Bu 274 şehir iş başında

Bugüne kadar binden fazla şehir BM Şehirleri Sıfıra Yarış girişimine katıldı, ancak Oxford Üniversitesi’ne göre yalnızca 274 şehir (75’i Avrupa’da ve 52’si Kuzey Amerika’da) net sıfır emisyon resmi hedefi doğrultusunda çalışıyor. Nüfusu yarım milyonun üzerinde olan şehirleri izleyen Net Zero Tracker. Bu 274 şehirden 49’u hâlâ teklif aşamasındayken diğerleri halihazırda kesin, az çok bağlayıcı hedefler belirlemiş durumda. Ayrıca, 95 şehir yalnızca 2030 ile 2050 arasında değişen (2030 yılına kadar Roma ve Milano dahil) belirli bir tarihe kadar karbon nötrlüğe ulaşmak için genel bir taahhütte bulunurken, 118 şehir de oraya nasıl gidileceğine dair ayrıntılı bir belge açıkladı. ara hedefler ve 12 tanesi karbondan arındırma sürecini hâlihazırda yürürlükte olan mevzuata sabitlemiştir.

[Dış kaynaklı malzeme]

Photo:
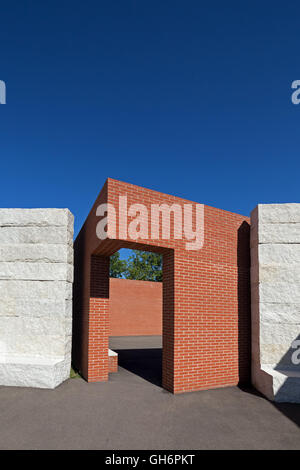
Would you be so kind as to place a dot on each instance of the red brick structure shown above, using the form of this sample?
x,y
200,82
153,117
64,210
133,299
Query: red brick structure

En kararlı belediye başkanları arasında, ülkeyi kömüre olan bağımlılıktan kurtarma konusunda isteksiz olan merkezi hükümetin çok ilerisinde olan Avustralyalılar yer alıyor. Avustralya 2050 yılına kadar karbon nötr olmayı hedeflerken, Melbourne belediye başkanı 2040 yılına kadar sıfır emisyona ulaşmaya yönelik ayrıntılı bir plan açıklarken Sidney 2035 yılına kadar karbon nötr olmayı planlıyor. Hindistan’da Mumbai en son net -sıfır (2050) planlarından birine sahip ) iklimi korumaya kararlı şehirler arasında yer alıyor ancak yine de iklimi korumayı hedefleyen merkezi hükümetten daha iddialı. karbon nötr 20 milyon nüfuslu metropol, 2021 yılında Güney Asya’da yol haritası üreten ilk şehir oldu ve toplu taşımayı elektrikli hale getirmek, güneş enerjisi ve yeşil bina yatırımları yapmak için büyük yatırımlara girişti. Güney Afrika’da Durban ve Johannesburg, 2021 gibi erken bir tarihte sıfır karbonlu yeni binaları zorunlu hale getirirken, Malezya’daki Kuala Lumpur, tüm yeni inşaatlarda yenilenebilir enerji kullanımını zorunlu hale getirdi.